May 23, 2014 2:03 AM by Sam Salzwedel

Sex offender stops volunteering with team after parent's research

TUCSON - A man is no longer helping a youth soccer team after a parent figured out he is a convicted sex offender.

Milissa Bell researched the sex offender, who is in his 40s, after she read text messages between her 12-year-old daughter and him. When she searched the man's name, the first link was his prison record.

He wanted to take the girl on a fishing trip. In one message he wrote, "A woman that is funny, outgoing, smart and self confident are rare and if a guy cant handle it he isn't worth the time. You are all of those things. You just don't seem to hear it enough. You are awesome," according to screenshots Bell provided.

"My heart just dropped down to the floor," she said. "I wish that I would have done a little bit more research when my instinct first kicked in about him."

Bell called Tucson Police. An officer was at her home within a few minutes.
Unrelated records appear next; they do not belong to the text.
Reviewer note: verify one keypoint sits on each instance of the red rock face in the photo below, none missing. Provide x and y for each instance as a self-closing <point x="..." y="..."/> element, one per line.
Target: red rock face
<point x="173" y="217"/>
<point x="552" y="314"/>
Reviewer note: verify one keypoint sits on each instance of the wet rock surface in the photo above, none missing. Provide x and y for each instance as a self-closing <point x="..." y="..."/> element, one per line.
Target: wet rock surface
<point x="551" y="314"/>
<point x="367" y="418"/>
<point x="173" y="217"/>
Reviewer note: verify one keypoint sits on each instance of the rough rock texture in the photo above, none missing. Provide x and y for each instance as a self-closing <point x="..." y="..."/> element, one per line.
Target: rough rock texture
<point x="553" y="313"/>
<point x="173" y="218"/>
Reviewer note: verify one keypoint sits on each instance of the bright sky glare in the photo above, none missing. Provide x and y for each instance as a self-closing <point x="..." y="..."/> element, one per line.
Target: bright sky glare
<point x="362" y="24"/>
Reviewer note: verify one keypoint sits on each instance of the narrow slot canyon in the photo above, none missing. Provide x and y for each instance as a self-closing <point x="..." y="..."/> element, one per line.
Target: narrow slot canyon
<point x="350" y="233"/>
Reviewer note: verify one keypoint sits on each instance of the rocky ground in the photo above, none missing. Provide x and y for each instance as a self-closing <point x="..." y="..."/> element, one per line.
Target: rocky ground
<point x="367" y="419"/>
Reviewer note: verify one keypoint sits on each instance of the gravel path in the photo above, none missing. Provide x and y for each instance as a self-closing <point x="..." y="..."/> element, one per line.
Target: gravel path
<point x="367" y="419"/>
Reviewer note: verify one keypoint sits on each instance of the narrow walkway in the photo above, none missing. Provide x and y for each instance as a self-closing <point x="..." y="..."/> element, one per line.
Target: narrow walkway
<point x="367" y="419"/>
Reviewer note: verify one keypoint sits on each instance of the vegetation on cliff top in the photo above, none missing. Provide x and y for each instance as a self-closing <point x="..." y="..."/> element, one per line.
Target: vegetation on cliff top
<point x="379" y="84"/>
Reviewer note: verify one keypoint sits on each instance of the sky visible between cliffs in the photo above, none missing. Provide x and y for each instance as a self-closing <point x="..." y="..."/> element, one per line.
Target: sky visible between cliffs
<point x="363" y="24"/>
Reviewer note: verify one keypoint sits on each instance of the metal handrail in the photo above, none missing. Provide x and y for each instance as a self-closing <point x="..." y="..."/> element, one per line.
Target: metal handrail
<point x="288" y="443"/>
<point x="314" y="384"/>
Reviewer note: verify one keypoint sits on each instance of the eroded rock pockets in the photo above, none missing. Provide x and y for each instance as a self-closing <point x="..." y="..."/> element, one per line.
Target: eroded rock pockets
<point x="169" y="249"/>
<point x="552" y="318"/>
"It's not something we take lightly," Tucson Police Sgt. Chris Widmer said. "So in this case, this isn't something that we're blowing off. It's something that doesn't meet the criteria for criminal activity."

Because of the lack of new charges, News 4 Tucson chose not to reveal the man's name.

Bell was upset he was so involved in the team and had so much access to her daughter.

"He shouldn't have been there in the first place," she said. "So I hope this makes them change their policy. Maybe check who they do have working for them underneath their league. And that in the future, they will be more diligent."

USA Youth Sports President, Ed Payan, declined an interview request. In an email, he wrote the man was not officially a coach or volunteer. He was the godfather of a child on the team. In a phone conversation, he said the league will re-evaluate policies to try to prevent something like this from happening again.

The man went to prison for Sexual Abuse and Molestation of a Child, according to public records. He is a registered level-1 sex offender, the least dangerous level, according to the Arizona Department of Public Safety. His name does not appear on the DPS sex offender web site, because he is level 1.

Bell said she constantly checks her daughter's phone, and the girl is not allowed to use it after 8:30 p.m.

"Be aware of who your kids are talking to. If they have a cell phone, check it. It doesn't matter if they get upset," Bell said. "12-year-olds don't really know as much as they like to think they know, so you have to keep on top of it."